It has always been my stance that the proper way to teach children the fundamentals of computing is to start with how computers work at the bare metal level, teaching, of course, with all due-care, delicacy, and depth the process demands. Indeed, this was how many, if not most, children learned computing, in the early 1980s 8-bit home PC era.
A close, long-time friend of mine taught himself basic 6800 assembly out of books, when he was eight or nine, in the mid 1970s. Sure, he did not master this 8-biter, until he got to high school. But by then, he was way ahead of his peers who were just being introduced BASIC by a non-geek high school teacher.
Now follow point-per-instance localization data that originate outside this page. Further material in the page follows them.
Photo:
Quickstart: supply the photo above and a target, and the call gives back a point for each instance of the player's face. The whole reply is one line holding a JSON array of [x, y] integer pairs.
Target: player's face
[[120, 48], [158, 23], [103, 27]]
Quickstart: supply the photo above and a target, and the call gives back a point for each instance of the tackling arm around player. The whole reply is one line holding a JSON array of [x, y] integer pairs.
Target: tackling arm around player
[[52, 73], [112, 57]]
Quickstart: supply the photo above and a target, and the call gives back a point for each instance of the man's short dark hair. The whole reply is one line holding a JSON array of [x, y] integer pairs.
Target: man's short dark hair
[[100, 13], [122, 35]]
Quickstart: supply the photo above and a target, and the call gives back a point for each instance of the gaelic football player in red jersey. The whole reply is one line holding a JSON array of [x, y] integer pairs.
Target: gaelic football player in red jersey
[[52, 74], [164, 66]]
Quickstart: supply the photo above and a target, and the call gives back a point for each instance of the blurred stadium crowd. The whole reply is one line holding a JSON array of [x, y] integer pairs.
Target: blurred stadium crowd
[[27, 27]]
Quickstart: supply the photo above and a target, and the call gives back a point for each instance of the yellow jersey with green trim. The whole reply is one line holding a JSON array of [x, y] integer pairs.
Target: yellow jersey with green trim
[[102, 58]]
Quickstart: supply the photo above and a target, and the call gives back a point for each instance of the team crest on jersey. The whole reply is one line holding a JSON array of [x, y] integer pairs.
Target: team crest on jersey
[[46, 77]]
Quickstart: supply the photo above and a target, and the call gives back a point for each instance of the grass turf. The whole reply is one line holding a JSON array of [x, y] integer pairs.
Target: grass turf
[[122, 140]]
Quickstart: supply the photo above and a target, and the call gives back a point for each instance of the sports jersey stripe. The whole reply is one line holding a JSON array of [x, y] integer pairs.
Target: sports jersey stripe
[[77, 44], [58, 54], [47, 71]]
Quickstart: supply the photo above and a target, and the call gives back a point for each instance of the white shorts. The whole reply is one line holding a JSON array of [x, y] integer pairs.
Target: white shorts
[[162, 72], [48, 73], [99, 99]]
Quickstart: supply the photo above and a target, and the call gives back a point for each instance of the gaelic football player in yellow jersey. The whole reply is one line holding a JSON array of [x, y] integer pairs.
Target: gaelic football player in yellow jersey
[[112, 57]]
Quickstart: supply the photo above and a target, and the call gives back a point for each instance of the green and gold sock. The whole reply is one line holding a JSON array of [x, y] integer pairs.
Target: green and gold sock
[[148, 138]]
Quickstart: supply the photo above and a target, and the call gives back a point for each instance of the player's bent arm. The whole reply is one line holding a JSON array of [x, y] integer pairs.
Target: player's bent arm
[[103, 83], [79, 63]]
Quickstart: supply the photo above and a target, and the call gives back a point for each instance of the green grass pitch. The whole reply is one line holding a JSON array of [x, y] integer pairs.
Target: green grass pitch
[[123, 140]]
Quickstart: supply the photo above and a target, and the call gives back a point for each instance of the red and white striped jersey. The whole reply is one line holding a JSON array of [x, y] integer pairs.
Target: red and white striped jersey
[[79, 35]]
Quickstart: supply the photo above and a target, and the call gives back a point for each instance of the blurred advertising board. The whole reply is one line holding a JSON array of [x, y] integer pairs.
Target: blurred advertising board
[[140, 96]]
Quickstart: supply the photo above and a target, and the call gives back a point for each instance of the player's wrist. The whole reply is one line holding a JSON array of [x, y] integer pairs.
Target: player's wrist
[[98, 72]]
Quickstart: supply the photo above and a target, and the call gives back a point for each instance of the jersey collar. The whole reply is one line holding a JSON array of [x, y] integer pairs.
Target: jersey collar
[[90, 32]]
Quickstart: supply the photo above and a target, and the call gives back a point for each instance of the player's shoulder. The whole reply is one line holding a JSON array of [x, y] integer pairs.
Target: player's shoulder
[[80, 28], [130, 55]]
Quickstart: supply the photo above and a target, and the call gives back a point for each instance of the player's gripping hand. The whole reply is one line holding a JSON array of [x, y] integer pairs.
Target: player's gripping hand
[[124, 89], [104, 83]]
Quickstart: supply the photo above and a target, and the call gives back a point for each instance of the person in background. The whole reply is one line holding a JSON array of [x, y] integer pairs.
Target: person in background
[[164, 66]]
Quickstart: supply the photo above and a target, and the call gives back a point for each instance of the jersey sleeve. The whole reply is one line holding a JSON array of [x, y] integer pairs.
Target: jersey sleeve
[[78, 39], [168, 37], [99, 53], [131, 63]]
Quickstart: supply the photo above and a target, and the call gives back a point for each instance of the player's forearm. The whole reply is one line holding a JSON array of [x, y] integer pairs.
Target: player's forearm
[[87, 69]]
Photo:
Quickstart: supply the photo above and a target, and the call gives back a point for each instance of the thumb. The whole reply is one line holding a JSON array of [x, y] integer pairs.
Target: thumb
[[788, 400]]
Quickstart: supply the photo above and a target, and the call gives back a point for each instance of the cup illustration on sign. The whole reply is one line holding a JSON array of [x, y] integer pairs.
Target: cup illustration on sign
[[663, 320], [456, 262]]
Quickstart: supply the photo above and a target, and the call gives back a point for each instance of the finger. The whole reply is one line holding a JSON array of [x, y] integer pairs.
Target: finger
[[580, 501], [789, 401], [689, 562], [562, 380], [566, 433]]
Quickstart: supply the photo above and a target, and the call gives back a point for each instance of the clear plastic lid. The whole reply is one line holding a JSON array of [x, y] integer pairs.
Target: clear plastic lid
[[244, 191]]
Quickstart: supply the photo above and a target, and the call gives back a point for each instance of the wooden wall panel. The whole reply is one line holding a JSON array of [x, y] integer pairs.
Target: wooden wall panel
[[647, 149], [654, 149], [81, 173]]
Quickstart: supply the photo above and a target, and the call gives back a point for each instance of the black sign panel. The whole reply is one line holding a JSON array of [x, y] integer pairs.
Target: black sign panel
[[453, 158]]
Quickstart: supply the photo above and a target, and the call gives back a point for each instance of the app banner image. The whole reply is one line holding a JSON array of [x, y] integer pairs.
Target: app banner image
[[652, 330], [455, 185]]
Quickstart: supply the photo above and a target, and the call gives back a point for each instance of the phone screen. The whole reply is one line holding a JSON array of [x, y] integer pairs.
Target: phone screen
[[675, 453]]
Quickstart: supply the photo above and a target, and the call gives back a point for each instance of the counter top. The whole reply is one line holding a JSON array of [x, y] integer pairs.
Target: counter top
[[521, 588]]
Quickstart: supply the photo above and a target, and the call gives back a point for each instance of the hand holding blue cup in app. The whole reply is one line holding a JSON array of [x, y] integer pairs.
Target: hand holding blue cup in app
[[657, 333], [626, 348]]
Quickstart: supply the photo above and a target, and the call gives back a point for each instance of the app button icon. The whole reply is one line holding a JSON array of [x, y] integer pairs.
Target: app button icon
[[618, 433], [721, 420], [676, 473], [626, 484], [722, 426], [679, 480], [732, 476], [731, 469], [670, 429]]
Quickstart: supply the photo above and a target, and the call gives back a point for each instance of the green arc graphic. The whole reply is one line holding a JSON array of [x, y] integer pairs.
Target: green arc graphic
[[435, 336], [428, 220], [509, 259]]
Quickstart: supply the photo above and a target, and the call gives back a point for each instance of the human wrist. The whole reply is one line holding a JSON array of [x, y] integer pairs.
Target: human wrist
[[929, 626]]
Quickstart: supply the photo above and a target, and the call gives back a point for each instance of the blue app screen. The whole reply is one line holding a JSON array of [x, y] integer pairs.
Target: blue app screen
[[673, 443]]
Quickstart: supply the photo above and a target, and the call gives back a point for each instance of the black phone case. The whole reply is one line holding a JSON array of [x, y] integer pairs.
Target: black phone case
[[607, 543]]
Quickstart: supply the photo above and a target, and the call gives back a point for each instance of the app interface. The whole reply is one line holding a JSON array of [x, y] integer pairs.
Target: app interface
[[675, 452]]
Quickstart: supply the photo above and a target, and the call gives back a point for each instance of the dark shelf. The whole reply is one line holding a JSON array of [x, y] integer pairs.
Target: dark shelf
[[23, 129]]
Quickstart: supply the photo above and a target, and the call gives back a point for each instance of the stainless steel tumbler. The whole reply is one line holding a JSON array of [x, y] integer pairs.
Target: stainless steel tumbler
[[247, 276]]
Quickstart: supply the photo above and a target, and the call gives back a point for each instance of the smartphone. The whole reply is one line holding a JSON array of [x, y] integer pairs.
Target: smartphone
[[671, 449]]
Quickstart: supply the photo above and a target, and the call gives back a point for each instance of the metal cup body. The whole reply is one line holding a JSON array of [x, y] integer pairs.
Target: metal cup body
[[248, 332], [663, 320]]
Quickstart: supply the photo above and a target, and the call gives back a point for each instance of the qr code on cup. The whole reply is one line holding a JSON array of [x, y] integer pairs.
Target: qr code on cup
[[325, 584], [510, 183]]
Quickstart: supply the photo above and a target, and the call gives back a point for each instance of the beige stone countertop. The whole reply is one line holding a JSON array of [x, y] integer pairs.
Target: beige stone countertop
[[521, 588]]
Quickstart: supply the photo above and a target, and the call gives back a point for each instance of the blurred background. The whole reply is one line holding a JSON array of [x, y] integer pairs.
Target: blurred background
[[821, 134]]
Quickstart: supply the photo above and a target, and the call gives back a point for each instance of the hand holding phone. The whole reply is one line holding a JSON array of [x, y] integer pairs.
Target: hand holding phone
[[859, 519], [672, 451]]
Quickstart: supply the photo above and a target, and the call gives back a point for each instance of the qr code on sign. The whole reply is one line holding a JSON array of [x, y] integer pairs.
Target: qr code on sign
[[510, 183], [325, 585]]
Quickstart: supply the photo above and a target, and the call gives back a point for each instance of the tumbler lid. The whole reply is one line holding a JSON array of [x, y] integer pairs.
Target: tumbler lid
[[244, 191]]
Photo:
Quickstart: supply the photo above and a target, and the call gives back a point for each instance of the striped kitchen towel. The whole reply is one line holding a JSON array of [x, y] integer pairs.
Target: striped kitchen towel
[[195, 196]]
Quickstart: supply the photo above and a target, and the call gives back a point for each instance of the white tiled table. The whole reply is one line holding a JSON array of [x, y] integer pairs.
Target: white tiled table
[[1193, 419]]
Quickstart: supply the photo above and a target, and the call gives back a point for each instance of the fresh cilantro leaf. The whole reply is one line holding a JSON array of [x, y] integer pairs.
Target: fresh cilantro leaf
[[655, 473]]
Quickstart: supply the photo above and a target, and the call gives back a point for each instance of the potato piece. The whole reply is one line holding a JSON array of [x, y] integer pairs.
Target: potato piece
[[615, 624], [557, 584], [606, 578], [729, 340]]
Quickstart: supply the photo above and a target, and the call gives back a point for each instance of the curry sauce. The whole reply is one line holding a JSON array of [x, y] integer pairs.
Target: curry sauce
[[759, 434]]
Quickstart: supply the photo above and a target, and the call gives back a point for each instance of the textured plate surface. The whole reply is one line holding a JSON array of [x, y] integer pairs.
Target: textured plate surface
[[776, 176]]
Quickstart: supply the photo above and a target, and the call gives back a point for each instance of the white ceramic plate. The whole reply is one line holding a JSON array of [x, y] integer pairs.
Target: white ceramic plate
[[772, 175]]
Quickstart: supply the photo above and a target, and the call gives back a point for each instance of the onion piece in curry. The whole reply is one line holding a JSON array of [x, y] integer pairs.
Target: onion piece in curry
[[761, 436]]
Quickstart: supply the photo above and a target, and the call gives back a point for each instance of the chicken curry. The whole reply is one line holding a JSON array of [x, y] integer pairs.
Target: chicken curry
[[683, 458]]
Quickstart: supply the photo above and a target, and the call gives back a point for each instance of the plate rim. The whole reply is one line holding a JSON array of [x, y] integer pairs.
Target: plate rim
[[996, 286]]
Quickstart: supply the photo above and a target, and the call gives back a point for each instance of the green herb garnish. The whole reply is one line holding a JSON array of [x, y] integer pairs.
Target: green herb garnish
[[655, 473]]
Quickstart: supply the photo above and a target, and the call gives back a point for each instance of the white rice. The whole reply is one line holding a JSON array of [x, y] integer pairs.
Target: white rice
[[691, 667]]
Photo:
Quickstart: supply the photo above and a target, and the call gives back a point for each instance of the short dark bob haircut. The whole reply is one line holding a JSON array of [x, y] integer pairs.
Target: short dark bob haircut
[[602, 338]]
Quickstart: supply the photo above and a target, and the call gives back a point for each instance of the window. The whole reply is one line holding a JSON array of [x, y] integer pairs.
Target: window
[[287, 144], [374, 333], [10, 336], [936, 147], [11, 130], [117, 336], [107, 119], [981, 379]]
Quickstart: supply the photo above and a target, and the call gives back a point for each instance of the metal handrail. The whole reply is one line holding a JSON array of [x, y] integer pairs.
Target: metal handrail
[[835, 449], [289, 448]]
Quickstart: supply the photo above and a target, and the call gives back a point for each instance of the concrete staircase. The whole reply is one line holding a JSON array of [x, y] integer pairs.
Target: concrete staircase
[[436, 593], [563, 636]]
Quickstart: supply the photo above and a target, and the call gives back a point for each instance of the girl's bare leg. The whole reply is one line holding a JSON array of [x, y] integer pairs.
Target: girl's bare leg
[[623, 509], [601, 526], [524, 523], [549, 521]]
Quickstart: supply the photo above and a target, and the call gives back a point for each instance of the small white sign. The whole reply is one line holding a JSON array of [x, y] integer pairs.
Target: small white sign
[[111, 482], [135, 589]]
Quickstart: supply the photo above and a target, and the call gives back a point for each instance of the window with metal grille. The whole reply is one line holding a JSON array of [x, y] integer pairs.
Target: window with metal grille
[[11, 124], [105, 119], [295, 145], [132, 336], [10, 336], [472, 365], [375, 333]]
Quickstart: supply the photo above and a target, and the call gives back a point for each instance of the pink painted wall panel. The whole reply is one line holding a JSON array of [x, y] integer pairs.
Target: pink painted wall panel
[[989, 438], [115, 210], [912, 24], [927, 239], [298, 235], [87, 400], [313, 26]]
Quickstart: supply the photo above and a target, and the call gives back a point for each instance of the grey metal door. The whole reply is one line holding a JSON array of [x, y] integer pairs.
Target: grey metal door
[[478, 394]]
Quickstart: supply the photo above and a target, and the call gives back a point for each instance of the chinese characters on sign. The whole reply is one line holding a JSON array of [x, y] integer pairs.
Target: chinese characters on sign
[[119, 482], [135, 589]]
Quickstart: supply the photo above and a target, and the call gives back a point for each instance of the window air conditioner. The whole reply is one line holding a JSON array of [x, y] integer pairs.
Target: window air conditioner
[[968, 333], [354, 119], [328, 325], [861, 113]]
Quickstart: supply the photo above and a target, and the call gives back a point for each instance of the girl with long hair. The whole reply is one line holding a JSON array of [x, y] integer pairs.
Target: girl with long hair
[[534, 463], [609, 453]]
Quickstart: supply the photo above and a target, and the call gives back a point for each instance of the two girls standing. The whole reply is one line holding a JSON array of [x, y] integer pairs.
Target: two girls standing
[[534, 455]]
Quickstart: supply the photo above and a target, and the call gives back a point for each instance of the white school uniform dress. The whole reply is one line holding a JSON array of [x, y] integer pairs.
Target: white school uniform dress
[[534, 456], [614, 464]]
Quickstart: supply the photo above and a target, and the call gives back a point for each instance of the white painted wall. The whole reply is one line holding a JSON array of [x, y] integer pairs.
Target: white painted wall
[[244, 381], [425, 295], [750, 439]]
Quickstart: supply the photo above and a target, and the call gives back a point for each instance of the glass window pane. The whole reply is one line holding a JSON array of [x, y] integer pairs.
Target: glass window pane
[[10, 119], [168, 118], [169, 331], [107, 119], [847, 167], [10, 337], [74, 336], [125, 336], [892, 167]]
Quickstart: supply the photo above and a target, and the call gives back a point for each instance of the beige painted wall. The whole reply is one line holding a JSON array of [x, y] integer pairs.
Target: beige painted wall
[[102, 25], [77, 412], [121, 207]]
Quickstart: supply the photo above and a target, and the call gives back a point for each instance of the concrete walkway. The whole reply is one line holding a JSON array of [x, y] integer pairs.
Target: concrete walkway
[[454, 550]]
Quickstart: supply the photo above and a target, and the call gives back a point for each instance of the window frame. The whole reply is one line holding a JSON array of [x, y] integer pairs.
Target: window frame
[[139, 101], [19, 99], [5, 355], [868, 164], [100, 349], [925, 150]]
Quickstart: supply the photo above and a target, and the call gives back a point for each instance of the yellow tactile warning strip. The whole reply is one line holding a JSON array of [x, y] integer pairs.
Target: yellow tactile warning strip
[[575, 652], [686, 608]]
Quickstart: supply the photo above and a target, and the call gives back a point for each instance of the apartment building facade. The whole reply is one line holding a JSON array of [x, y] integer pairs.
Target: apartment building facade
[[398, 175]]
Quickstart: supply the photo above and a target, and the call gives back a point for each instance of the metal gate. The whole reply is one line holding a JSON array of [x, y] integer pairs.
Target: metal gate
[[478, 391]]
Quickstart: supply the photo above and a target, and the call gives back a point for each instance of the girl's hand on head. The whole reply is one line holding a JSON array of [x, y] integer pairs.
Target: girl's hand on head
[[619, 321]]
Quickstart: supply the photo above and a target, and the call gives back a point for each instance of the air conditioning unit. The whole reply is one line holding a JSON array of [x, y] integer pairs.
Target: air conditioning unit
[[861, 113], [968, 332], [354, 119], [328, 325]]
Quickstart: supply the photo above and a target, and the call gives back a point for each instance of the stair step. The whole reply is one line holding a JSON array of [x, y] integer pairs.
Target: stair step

In due course, he got a PhD in EE, and he now designs radar DSP and radar simulators for the Navy.
The idea that children should be taught general-purpose #programming using visual programming languages (VPLs) irks me to no end.
There are appropriate uses of VPLs, or their lower-dimensional projections, composable GUIs: Smalltalk Etoy teaching tool, audio engineer's console, combat mission planner, search and rescue grid plotter, mechanical design CAD system, circuit design teaching tool, and the like. But these VPLs are highly specialised DSLs, not GPL-pretenders like #Scratch or #UML (as used in MDA code-generation, not as visual documentation).
I am certainly not suggesting that kids today should start learning computing with assembly programming. But what I am saying, loudly, is that kids of all eras are way smarter than the archetypal, self-described intellectual believes them to be. Let us not "Scratch" their eyes out, before they even get to see the code.